El auge de elecciones disruptivas deriva, a juicio mío, de un creciente rechazo de la sociedad —una sociedad paradójicamente globalizada y globalifóbica— al establishment político, socioeconómico, mediático, cultural e incluso científico. Así de amplia y a menudo irracional es la rebelión. Cada vez más gente indignada por la desigualdad en cualquiera de sus expresiones vota contra la ortodoxia. Se trata de un fenómeno antielitista provocado por la connivencia de una clase política corrupta con los medios, un maridaje mal avenido del cual nacen los liderazgos populistas.
¿Qué es Trump si no el inaudito recipiendario de ese antielitismo? Me declaro incapaz de entender por qué un hombre emanado de la élite empresarial de Estados Unidos, sin raigambre religiosa, mentiroso contumaz impulsor de las más absurdas teorías conspirativas, atrae el apoyo de obreros desempleados, de conservadores evangélicos acorralados por el progresismo y de resentidos de las fake news. He aquí el problema: el repudio a un orden establecido, en buena medida corrompido por la endogamia y la exclusión, está creando otro más corrupto y sectario.
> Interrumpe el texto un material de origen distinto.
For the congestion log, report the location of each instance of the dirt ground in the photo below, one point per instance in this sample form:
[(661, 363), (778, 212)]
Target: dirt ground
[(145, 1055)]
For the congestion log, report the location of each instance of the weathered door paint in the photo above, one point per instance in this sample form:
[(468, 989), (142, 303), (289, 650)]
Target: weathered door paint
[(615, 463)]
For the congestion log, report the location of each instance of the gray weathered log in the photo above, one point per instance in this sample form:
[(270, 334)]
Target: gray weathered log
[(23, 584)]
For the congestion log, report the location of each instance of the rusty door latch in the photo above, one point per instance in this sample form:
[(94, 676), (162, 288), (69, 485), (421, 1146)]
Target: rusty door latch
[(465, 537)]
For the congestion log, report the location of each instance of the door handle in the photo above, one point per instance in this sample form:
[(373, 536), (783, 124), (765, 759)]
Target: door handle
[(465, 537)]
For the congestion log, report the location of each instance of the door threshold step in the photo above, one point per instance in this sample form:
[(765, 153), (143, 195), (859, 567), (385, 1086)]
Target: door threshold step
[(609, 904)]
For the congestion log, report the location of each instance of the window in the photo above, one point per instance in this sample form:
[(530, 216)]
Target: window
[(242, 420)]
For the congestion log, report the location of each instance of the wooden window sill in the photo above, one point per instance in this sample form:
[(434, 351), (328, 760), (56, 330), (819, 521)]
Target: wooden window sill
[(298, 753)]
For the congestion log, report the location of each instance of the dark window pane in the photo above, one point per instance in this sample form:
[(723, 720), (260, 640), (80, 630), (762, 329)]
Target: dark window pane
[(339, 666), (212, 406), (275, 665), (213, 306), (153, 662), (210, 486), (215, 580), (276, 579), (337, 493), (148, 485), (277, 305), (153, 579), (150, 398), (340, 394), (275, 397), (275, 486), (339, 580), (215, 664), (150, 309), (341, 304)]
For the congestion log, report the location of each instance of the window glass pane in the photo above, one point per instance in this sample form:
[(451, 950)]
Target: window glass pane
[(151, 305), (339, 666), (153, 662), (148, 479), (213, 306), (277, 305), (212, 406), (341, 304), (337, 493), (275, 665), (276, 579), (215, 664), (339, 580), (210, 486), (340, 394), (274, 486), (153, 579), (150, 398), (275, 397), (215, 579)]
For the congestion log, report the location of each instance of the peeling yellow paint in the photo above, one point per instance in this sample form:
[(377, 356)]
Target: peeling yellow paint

La queja contra una democracia representativa que desdeñaba a las masas y entronizaba representantes cooptados por la cúpula económica ha dado paso al más descabellado autoritarismo en el que una figura de culto concentra, en nombre del pueblo, todo el poder. Es el representante único, el intérprete discrecional de la voluntad popular. Contra el elitismo, el personalismo: antes mandaban unos cuantos y ahora se quiere que mande uno solo.
En el reciente debate entre el presidente Joe Biden y el expresidente Donald Trump esas taras quedaron de manifiesto. Más allá del catastrófico desempeño de Biden, que corroboró los temores sobre su salud, se dibujaron con nitidez los dos proyectos en disputa. El viejo orden construido sobre la representatividad democrática, bajo la batuta de uno de sus más fieles herederos con todo e hijo incómodo, y el nuevo orden que aspira a empoderar una vez más a un aspirante a autócrata que busca venganza y ofrece devolver su preeminencia a la mayoría blanca y cristiana en una mascarada de democracia “directa”. El contraste entre uno y otro no podría ser más claro. Y la reacción del electorado, que ya favorecía ligeramente a Trump, también es elocuente: le dio la victoria al energizado falsario sobre el ortodoxo avejentado.
Yo solía ser crítico del sistema estadounidense por su política exterior y sus excesos partidocráticos, pero todo es relativo. Después de conocer a Donald Trump y vislumbrar el daño que una segunda Presidencia suya haría a México y al mundo me quedo con Joe Biden o con quien sea que los demócratas postulen, en caso de que lo convenzan de declinar. Sí, ante la alternativa, prefiero a las antiguas élites partidistas, incluida la republicana de McCain o Romney, con su prensa tradicional y defectuosa. Todo lo que me parecía asaz imperfecto lo veo cada vez más valioso. Vamos, claro que había cosas que mejorar, pero no se vale tirar ese andamiaje a la basura y poner en su lugar una vil demagogia autocrática.
Si yo fuera conspiracionista diría que el Deep State inventó a Trump para hacer que el antiguo régimen luciera mejor. Y que lo lograron con creces.